We wanted a wide range of food and clothes. And they wanted these things, too, but they needed our money. And so we formed a relationship even though we knew in our hearts it was never going to work.
We always knew the sparkle and shine of first love would wear away and we'd be left staring dully across the dining table at one another. They'd be wishing they'd married someone from China or India. And we'd be wishing we'd thrown in our lot with the eco-nuts.
Religion complicates things further in the Middle East, of course, as it complicates things everywhere.
Different tribal affiliations, cultures, religions, classes and castes: and all of these watching one another for signs of discrimination. Who can blame them? We in Northern Ireland cut each other's throats over council houses and low-paid jobs in the Civil Service.
Why wouldn't the Middle East be a political powder-keg? For beneath the shifting sands lies billions of dollars worth of black gold.

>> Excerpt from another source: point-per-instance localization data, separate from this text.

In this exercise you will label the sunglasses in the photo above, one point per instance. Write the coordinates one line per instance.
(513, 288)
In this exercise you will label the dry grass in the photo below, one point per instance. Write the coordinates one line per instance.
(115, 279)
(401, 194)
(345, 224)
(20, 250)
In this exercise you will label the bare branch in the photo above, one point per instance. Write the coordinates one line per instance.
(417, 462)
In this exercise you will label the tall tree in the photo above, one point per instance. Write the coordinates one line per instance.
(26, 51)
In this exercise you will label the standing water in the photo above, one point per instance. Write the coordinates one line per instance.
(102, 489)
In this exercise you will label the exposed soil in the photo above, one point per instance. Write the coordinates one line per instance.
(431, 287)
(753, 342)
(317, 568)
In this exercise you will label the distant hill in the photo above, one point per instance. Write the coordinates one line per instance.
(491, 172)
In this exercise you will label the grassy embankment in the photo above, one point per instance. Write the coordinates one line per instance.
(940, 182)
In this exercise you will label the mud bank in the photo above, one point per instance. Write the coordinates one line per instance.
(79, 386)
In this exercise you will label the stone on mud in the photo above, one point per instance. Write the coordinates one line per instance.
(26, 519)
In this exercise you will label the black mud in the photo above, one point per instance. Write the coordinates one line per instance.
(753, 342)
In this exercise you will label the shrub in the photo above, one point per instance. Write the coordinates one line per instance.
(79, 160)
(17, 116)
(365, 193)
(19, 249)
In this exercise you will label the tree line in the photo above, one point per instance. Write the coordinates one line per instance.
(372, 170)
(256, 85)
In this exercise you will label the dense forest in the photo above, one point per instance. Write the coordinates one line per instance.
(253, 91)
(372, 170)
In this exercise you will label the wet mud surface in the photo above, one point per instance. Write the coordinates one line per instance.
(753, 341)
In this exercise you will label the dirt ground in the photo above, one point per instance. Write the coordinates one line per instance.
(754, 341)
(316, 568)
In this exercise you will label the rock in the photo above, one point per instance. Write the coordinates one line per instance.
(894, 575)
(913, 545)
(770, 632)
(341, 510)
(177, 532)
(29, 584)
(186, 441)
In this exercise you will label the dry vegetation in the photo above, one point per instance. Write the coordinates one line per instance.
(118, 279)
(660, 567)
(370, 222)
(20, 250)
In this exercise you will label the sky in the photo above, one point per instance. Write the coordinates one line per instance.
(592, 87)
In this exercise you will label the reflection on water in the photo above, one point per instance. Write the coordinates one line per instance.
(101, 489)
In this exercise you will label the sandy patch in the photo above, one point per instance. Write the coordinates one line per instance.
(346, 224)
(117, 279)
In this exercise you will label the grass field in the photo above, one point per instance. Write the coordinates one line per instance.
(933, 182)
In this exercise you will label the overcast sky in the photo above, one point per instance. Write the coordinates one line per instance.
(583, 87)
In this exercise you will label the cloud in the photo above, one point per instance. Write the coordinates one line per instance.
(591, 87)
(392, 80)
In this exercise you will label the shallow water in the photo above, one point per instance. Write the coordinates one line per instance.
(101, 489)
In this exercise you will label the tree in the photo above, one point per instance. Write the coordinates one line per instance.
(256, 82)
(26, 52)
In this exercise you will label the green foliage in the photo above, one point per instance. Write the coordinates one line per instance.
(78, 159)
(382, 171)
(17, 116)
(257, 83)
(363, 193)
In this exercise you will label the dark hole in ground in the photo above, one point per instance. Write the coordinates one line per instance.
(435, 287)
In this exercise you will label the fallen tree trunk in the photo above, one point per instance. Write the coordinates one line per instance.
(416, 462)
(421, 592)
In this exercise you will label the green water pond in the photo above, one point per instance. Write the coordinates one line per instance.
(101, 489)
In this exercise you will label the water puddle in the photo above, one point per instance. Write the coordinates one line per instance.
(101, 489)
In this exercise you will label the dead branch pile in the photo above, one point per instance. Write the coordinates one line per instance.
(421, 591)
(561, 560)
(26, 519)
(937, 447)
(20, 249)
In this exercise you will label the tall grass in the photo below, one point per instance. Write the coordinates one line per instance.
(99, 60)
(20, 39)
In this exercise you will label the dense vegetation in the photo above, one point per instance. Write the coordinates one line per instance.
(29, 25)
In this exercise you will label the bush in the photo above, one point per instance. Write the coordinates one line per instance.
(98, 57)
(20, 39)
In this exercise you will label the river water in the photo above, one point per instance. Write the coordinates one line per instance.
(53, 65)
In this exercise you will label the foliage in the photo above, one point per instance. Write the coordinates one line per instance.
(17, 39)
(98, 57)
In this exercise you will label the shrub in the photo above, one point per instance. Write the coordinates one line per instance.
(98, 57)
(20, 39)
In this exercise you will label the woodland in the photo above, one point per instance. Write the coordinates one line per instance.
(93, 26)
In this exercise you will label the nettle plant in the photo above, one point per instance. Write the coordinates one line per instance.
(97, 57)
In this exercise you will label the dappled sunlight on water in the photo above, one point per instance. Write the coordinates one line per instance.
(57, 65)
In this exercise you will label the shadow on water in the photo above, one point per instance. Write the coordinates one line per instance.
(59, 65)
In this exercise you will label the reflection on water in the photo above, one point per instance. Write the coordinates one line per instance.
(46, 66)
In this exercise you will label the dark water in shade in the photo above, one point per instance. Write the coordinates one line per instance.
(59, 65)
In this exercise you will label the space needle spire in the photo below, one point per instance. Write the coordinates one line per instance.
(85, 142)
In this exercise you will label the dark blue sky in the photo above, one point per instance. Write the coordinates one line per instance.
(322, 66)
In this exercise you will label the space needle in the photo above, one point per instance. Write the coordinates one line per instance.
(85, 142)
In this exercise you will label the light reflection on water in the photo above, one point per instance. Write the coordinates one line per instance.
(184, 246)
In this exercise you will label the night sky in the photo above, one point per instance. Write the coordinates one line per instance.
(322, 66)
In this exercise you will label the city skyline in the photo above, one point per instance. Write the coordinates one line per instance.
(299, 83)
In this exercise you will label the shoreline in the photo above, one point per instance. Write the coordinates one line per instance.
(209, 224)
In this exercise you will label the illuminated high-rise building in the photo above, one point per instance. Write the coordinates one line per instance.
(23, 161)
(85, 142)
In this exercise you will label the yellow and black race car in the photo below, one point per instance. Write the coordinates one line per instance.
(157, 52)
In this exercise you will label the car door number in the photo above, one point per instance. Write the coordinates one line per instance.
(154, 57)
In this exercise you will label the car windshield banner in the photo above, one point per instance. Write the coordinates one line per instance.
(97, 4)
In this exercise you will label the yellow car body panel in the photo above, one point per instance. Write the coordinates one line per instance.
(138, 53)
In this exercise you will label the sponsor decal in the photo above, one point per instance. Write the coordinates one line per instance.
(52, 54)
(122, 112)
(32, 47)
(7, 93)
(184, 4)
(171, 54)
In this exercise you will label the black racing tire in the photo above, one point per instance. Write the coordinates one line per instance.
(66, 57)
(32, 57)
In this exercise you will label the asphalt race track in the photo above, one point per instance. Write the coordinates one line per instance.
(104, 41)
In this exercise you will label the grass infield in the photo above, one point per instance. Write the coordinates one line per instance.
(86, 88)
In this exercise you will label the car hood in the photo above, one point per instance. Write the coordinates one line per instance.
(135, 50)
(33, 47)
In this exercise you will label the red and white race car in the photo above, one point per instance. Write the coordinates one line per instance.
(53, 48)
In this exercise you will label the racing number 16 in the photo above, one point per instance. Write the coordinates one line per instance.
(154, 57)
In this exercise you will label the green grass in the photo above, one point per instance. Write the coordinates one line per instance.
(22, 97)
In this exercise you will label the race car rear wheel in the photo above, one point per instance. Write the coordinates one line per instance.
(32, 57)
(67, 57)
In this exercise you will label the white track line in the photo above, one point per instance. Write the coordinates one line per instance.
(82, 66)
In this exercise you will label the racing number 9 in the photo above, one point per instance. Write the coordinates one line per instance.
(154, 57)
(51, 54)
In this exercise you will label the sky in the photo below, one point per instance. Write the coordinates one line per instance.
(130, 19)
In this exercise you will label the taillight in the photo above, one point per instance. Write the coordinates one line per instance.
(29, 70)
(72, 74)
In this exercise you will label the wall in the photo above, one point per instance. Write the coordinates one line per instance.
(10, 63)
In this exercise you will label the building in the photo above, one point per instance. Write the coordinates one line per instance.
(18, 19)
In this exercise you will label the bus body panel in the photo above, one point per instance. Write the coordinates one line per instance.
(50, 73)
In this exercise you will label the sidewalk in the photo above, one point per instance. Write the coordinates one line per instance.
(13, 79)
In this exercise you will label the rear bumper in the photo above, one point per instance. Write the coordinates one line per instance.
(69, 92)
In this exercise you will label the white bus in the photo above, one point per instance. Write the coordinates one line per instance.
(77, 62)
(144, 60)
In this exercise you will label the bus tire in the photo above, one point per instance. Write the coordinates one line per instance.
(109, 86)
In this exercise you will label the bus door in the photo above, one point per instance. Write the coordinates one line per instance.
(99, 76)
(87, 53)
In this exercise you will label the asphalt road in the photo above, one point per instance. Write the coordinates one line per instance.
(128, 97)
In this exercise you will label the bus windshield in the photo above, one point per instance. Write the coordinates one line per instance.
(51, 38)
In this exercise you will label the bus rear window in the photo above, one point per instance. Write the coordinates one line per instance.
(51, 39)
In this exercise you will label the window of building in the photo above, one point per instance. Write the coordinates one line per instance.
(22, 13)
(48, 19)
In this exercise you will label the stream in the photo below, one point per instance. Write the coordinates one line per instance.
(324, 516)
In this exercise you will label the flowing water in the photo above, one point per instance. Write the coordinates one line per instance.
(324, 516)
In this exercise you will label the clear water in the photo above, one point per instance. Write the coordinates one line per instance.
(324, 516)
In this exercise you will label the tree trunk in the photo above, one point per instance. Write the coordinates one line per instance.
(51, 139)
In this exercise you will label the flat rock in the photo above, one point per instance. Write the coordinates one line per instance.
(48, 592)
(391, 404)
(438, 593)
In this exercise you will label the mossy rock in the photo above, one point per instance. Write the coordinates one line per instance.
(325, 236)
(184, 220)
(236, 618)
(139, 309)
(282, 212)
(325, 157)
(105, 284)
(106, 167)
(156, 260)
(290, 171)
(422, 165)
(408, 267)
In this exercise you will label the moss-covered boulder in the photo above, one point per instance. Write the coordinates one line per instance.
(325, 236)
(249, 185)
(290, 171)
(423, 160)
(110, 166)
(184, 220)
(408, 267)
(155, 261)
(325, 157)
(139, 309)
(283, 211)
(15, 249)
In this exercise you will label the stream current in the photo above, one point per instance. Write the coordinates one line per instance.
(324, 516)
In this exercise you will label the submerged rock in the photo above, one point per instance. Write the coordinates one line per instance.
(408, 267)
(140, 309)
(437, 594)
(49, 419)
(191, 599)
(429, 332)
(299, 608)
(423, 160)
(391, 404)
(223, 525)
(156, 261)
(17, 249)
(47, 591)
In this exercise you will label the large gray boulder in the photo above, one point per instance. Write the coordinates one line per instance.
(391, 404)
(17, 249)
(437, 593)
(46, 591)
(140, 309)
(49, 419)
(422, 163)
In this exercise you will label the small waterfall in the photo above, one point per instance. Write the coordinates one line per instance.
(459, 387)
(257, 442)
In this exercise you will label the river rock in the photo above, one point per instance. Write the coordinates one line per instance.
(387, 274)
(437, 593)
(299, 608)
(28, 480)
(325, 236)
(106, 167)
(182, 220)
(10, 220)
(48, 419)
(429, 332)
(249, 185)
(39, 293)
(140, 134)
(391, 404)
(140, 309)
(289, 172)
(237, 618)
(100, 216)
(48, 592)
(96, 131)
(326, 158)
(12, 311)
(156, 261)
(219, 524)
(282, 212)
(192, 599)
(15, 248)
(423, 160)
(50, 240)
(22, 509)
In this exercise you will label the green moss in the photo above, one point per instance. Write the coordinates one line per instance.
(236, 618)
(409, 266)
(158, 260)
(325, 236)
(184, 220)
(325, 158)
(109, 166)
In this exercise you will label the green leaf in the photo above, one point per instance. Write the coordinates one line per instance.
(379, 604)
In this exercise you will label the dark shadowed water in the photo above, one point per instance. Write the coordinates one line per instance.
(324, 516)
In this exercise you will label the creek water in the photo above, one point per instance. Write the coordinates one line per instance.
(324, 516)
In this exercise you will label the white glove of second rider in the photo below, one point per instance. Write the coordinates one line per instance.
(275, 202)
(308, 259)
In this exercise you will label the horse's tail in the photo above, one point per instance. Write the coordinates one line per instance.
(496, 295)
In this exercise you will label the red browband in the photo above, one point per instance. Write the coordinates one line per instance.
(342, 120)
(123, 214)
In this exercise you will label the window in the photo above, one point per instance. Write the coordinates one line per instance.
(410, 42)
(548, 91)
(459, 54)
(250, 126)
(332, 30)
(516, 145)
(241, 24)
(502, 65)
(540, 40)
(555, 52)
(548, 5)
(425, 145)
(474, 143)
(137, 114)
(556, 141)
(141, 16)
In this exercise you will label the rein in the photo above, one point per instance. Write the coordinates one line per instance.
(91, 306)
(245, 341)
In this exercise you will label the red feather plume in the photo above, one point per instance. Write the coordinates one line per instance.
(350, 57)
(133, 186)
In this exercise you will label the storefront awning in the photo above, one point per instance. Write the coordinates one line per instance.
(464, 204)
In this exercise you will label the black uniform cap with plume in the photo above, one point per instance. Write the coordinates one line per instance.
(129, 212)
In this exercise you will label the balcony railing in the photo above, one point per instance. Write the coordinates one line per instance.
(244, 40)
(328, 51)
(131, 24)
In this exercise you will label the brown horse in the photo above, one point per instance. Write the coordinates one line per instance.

But in spite of all that, our leaders did their best to rub along with people we do not understand. They understand us, I suppose.
They know we are nominally Christian and we like Christmas trees in the windows of our nice houses and a car at the door. But we will never understand the people of the Middle East, will we?
We'll never take the time to understand the minutiae of their ways and beliefs. We are bewildered by TV pictures of burnt-out tanks and cars smouldering on desert highways.
We are bewildered by men in puffy jackets and headbands waving automatic weapons. Where are the women and children, we ask? There must be millions of women and children: where are they?
Where are the hills, the green fields and babbling brooks? Where are the flowers, the shops and playgrounds? What do these people do all day besides wave their fists at BBC reporters?
Do these people know we mean them no harm? We don't want to impose our culture or our values on them, or bomb their villages or interfere in their politics.
Okay, we don't want to see poor girls and boys denied an education. Okay, we don't want to see women compelled to wear veils, or gay people persecuted.
But it's none of our business, really, is it? Emotionally, physically, spiritually, the marriage is over. It was a mistake and we want to put it behind us and move on.
If only we could negotiate a divorce, but continue to share access to the children (sorry, the oil).
If only the eco-nuts could give us the children (sorry, energy supply) we are looking for, we could pack our wheeled suitcase and trundle down the drive to freedom.